AI Model Gives Data Owners Control

Researchers at the Allen Institute for AI (Ai2) have developed a new large language model that allows control over how training data is used, even after the model is built. This model, called FlexOlmo, could be an alternative to the current artificial intelligence industry practice of collecting data from various sources without considering ownership and then owning the models.

Ali Farhadi, CEO of Ai2, states that extracting data from a model today is difficult, like trying to recover eggs from a finished cake. He explains that conventionally, data is either included or excluded, and once training occurs, control is lost, requiring another expensive round of training to remove it.
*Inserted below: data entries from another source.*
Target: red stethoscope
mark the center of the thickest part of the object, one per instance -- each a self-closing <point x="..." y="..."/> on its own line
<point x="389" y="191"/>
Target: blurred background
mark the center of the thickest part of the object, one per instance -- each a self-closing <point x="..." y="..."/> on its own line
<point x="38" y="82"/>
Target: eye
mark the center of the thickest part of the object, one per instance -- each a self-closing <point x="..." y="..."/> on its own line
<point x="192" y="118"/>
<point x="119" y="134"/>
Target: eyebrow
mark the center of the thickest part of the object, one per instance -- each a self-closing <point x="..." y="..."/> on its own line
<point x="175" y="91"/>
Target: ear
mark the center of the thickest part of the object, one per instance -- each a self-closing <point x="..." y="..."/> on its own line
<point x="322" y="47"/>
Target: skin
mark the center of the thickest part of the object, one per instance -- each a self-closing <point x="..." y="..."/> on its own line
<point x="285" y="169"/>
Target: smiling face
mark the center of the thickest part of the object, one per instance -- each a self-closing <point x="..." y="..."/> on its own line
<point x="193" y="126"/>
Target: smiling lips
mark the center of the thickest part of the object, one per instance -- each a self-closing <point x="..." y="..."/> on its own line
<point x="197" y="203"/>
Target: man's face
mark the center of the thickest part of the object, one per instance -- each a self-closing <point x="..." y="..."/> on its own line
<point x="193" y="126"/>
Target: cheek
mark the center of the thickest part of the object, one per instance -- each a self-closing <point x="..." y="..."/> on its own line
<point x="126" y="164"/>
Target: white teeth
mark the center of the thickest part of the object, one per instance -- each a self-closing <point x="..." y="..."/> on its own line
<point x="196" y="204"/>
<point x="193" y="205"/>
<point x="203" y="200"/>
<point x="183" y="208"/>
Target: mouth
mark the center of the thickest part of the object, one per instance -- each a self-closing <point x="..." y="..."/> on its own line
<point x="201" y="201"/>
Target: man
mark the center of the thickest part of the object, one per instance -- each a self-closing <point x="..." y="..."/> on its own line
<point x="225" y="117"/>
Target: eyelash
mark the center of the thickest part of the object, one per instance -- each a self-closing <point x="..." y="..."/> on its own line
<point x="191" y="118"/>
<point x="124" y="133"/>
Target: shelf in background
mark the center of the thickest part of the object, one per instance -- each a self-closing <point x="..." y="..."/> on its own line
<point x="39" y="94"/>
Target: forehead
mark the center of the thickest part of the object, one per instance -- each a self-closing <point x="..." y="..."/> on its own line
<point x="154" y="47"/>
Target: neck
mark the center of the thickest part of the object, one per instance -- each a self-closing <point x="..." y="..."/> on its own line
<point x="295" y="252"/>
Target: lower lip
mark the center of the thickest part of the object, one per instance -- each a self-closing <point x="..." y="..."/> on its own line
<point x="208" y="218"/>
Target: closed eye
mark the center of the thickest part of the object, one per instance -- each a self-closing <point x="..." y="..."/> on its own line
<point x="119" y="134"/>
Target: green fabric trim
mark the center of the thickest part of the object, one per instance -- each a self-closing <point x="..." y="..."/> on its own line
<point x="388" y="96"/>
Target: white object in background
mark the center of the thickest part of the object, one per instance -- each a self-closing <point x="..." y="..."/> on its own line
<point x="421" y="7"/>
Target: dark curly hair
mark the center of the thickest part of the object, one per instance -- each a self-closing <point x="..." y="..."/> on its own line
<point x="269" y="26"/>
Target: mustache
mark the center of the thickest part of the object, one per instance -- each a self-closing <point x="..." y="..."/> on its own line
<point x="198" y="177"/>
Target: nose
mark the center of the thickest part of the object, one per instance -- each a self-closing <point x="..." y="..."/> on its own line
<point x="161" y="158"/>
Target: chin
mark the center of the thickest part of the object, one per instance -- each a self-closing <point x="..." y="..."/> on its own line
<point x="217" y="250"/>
Ai2’s method involves dividing up training to allow data owners to maintain control. Those contributing data to a FlexOlmo model can copy a publicly shared model, the “anchor,” train a second model with their data, combine it with the anchor model, and contribute the result. This way, the data doesn't need to be handed over, and it can be extracted later. For instance, a magazine publisher could contribute text and later remove the sub-model if needed.

Sewon Min, a research scientist at Ai2, notes that the training is asynchronous, allowing data owners to work independently without coordination.

The FlexOlmo model architecture uses a “mixture of experts,” combining several sub-models. Ai2’s innovation involves merging independently trained sub-models using a new scheme for representing values. FlexOlmo researchers created a dataset called Flexmix from sources like books and websites to test their approach. They built a model with 37 billion parameters and compared it to others, finding that it outperformed individual models and scored better than other merging approaches.

According to Farhadi, this offers a new way to train models, allowing users to opt out of the system without causing significant damage.

Percy Liang, an AI researcher at Stanford, believes the Ai2 approach is promising, offering more modular control over data without retraining. He also notes the importance of openness in the development process.

Farhadi and Min suggest that FlexOlmo could allow AI firms to access sensitive private data in a more controlled manner, as the data doesn't need to be disclosed. However, they caution that data reconstruction may be possible and that differential privacy might be needed to ensure data safety.

Ownership of data used to train AI models has become a significant legal issue. Min suggests that FlexOlmo could enable better shared models where data owners can co-develop without sacrificing data privacy or control.